Hurricane evacation and electric vehicles
So what's the plan?

Worse case scenario you live in southern Florida, something like a tesla isn't going to get you out of there, not even close with out having to stop for an extended charge up.
Even living some where like Houston with the much more common garden variety leaf, it will get you away from immediate danger with its range but that is only about 1/2 to 1/3 of the way to ideally where I think you would want to ride out a really bad one. Obviously a tesla could easily get you away from the coast no problem. But most people can't afford a tesla and most people that can probably evacuated via first class air plane ticket and doesn't care about their house or vehicles because it's all insured.

Don't leave your pets or electric vehicles behind. It's cruel and inhumane.

ksa8907 09-07-2017 08:51 PM

What about stopping for gas and no stations have any?

If you waited until the last minute to leave, what do you expect?

gumby79 09-07-2017 08:56 PM

A very potent question. Hope that the water goes less than 100mi by road from your current location at the moment of the evac order and that your not at work with a partial charge.

Hire a crew to drive the highway to clear the road way of dead/turtle mode EV's to facilitate the continued Evac of ICE rigs .

M_a_t_t 09-07-2017 09:26 PM

Slightly related, What do they do with city transport? Could the city deploy busses to evac people?

That could be an option.

Stubby79 09-07-2017 09:39 PM

My plan? A good captain always goes down with his ship!

jcp123 09-07-2017 10:16 PM

Hadn't thought about this. Harvey didn't make a dent 200 miles north (where I live, clouds, much cooler, but no wind and literally just sprinkles), but Irma surely will. Seems to me Florida would have some infrastructure for this, though I'd not have a clue where to start looking.

vskid3 09-08-2017 02:35 AM

I read about some people in Houston parking their cars on the upper levels of parking garages to keep them above water, so that could be an option.

For EVs trying to outdrive the storm, there's always charging with 120v if no L2 or L3 chargers are available. Hopefully you gave yourself enough time that ~4 miles of range added per hour is enough. At least if the roads are packed, an EV should squeeze out more miles/kwh than usual.

cRiPpLe_rOoStEr 09-08-2017 04:50 AM

Regardless of vehicle type, it's always better to have an emergency plan in case of living in a disaster-prone area. But anyway, I'd still rather get a conventional ICE, and if I had an EV I'd probably also keep a portable genset readily available.

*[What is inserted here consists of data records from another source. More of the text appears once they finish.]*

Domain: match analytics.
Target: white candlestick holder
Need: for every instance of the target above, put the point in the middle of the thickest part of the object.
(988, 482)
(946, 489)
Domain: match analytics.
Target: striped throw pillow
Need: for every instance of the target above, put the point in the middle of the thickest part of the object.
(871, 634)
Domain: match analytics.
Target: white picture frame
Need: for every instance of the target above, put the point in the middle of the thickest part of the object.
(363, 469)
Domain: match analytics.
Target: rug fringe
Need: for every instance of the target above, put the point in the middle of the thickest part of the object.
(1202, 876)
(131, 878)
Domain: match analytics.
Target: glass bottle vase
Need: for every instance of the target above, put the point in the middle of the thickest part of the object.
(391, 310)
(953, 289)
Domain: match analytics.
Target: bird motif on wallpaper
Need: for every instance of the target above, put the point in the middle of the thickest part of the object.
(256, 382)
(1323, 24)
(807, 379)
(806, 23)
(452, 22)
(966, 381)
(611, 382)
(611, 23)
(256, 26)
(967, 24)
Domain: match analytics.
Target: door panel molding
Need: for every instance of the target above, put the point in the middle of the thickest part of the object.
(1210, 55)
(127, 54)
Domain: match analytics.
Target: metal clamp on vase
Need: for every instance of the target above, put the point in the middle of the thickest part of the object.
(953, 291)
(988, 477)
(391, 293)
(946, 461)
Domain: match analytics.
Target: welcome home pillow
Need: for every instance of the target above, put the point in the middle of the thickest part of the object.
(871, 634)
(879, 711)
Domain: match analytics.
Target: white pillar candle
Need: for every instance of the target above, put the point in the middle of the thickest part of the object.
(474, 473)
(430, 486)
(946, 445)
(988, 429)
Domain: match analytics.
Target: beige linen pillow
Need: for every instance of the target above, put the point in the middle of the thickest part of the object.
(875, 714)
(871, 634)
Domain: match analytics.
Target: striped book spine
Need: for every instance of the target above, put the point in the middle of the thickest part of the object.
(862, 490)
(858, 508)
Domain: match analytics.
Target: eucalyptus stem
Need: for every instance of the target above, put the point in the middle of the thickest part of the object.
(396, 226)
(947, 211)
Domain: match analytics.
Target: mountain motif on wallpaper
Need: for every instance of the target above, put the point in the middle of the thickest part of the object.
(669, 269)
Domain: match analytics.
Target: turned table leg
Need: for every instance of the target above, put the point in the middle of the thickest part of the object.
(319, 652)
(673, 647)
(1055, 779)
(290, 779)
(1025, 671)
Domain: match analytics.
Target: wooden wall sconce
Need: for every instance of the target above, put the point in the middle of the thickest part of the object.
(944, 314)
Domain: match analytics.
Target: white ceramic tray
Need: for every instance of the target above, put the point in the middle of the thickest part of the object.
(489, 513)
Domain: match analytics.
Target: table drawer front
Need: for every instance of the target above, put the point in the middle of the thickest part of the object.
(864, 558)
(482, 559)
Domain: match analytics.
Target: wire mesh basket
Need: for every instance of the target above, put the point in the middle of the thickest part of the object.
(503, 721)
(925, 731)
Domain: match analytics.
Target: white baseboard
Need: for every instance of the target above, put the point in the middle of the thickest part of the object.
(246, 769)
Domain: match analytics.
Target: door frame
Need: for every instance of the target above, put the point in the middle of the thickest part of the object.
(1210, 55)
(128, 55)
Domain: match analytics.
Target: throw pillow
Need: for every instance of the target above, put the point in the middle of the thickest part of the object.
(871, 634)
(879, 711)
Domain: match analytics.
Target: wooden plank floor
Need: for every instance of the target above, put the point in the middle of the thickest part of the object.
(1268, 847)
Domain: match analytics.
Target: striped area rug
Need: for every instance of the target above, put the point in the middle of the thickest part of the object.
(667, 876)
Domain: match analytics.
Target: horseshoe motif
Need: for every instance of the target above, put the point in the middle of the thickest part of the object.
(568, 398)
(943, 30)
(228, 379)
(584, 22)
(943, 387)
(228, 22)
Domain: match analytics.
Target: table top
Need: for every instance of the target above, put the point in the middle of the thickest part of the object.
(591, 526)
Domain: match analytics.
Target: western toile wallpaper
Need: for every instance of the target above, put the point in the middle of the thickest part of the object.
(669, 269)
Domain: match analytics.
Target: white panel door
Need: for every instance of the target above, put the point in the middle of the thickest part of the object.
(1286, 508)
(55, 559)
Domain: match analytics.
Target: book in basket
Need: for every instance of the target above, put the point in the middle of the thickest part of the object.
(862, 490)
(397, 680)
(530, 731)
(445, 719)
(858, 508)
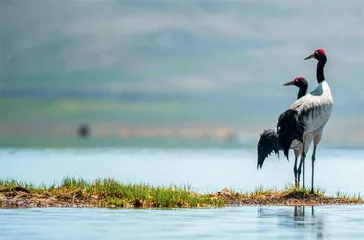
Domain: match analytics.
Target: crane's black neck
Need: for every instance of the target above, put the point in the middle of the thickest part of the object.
(320, 68)
(303, 90)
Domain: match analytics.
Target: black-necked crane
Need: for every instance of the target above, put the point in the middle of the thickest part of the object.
(268, 142)
(306, 118)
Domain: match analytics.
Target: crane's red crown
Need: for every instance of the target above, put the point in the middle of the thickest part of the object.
(320, 51)
(299, 78)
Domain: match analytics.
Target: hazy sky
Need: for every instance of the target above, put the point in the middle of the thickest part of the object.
(242, 48)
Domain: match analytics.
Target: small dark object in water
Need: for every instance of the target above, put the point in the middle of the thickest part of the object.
(83, 130)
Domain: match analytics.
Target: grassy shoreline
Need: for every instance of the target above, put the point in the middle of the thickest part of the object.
(108, 193)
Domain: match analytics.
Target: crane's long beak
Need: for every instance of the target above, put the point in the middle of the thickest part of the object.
(288, 83)
(311, 56)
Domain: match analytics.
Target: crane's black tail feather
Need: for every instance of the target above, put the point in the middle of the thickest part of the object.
(289, 128)
(267, 144)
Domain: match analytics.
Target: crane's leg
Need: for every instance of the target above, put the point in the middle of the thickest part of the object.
(303, 155)
(295, 172)
(316, 141)
(313, 165)
(297, 154)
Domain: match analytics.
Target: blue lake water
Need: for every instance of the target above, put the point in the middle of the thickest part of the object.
(206, 170)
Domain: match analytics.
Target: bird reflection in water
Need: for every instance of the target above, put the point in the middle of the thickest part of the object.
(296, 217)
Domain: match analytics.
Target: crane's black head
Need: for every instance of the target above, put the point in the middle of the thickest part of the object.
(319, 54)
(298, 82)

oil pan 4 09-08-2017 05:27 AM

If you were smart enough to fill up you should at least have tesla like range. If not then you have been making poor life choices.
Then when you do find gas again it will take you less than 10 minutes to restore full range again.

Yes the ev should have the performance advantage at interstate parking lot speeds as long as the driver leaves the heating and air conditioning off.

cRiPpLe_rOoStEr 09-08-2017 05:41 AM

Filling up in advance and stockpiling Jerry cans would be the minimum to expect from any reasonable-minded person intending to leave. Not to mention ready-to-eat food which would also become important, to avoid stopping at the diners along the escaping route.